Elmer Abatayo

Personal information
- Nationality: Filipino

Achievements and titles
- Highest world ranking: 10 (October 2024)

Medal record
Representing
Southeast Asian Games
| Silver medal – second place | 2019 Pampanga | triples |
Asian Lawn Bowls Championship
| Gold medal – first place | 2023 Kuala Lumpur | pairs |
| Gold medal – first place | 2024 Pattaya | pairs |

= Elmer Abatayo =

Filipino lawn bowler

Elmer Metoda Abatayo is a Filipino international lawn bowler. He reached a career high ranking of world number 10 in October 2024.

== Career ==
Abatayo came to prominence when he won a silver medal at the 2019 SEA Games in Pampanga. Bowling with Christopher Dagpin and Hommer Mercado in the triples event they were defeated into second place by the favourites Malaysia.

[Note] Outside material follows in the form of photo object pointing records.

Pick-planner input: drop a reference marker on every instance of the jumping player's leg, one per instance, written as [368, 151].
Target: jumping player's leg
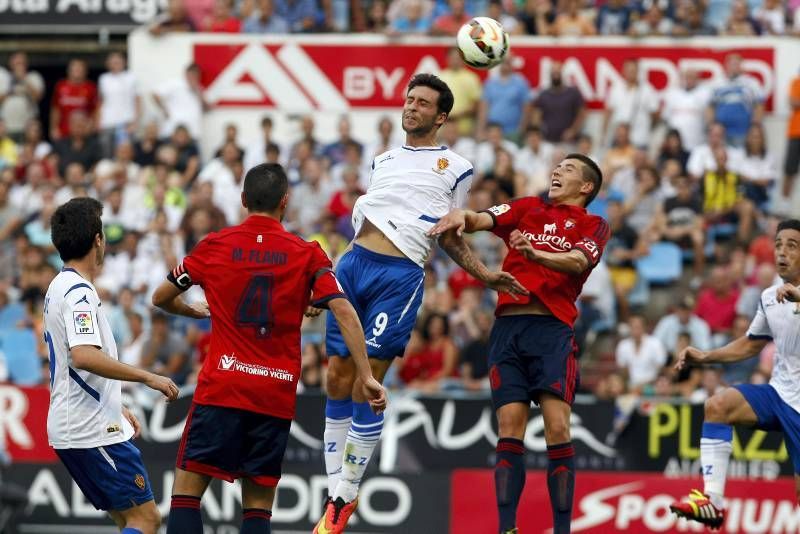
[256, 507]
[141, 519]
[184, 511]
[509, 471]
[362, 437]
[340, 379]
[737, 405]
[560, 459]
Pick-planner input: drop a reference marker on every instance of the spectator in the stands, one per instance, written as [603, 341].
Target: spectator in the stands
[559, 110]
[684, 108]
[640, 356]
[80, 147]
[505, 100]
[740, 22]
[265, 20]
[614, 18]
[21, 89]
[450, 22]
[683, 320]
[633, 102]
[119, 103]
[74, 93]
[737, 102]
[792, 161]
[175, 20]
[716, 304]
[222, 19]
[572, 22]
[182, 103]
[466, 88]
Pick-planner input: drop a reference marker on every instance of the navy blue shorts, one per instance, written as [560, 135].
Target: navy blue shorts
[386, 292]
[775, 414]
[529, 354]
[229, 443]
[112, 477]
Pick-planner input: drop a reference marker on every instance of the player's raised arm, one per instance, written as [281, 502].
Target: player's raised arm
[90, 358]
[353, 335]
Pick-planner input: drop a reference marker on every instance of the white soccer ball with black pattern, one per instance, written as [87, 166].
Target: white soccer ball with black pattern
[483, 43]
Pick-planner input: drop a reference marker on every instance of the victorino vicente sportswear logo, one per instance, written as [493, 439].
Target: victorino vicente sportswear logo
[550, 238]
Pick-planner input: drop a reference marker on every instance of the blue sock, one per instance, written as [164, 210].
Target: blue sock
[255, 521]
[509, 479]
[561, 484]
[184, 515]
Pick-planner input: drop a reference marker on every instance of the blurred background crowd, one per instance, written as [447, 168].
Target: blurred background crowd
[692, 217]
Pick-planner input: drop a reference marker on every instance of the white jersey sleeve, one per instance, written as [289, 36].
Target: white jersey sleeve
[410, 189]
[759, 326]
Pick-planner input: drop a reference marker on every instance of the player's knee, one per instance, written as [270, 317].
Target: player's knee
[716, 409]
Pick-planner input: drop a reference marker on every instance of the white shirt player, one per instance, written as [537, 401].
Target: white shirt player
[85, 409]
[410, 189]
[781, 323]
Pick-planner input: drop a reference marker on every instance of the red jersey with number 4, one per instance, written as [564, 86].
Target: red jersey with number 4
[551, 228]
[258, 280]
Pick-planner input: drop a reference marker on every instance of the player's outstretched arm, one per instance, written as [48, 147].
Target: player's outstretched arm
[168, 298]
[737, 350]
[90, 358]
[353, 334]
[461, 221]
[572, 262]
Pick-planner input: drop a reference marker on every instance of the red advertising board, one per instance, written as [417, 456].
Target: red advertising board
[623, 502]
[342, 76]
[23, 424]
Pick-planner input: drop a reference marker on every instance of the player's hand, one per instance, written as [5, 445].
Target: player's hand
[137, 427]
[452, 221]
[787, 292]
[502, 281]
[164, 385]
[376, 395]
[311, 311]
[688, 355]
[519, 242]
[199, 310]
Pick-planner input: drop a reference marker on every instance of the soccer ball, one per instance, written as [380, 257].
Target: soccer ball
[482, 43]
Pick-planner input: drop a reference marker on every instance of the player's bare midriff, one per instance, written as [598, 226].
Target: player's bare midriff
[534, 307]
[371, 237]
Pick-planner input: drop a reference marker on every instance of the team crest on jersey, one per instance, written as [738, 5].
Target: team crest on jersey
[441, 165]
[83, 322]
[499, 210]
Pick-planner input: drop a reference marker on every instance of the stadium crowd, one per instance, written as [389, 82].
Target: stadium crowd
[701, 201]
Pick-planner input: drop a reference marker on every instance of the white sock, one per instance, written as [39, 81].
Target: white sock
[361, 442]
[715, 453]
[334, 440]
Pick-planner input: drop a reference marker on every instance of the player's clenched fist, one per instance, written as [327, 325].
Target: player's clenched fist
[376, 395]
[689, 354]
[164, 385]
[788, 292]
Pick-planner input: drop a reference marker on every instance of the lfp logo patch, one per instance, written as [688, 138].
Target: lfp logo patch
[83, 322]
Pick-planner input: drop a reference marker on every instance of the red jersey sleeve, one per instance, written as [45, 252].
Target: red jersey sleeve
[507, 216]
[594, 236]
[192, 270]
[324, 285]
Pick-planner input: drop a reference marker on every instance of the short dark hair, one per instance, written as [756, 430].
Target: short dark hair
[74, 226]
[591, 173]
[788, 224]
[444, 104]
[264, 187]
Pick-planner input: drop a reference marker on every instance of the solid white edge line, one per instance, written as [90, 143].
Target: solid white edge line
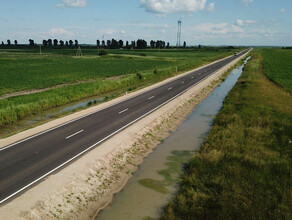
[68, 122]
[72, 135]
[92, 146]
[123, 111]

In 2023, he won the gold medal (with Rodel Labayo) at the 14th Asian Lawn Bowls Championship in Kuala Lumpur.

He was selected as part of the team to represent the Philippines at the blue riband event of the sport, the 2023 World Outdoor Bowls Championship. He competed in the men's pairs and the men's fours events.

Abatayo successfully defended his pairs crown (with Labayo) at the 15th Asian Lawn Bowls Championship, held in Pattaya, Thailand, during March 2024.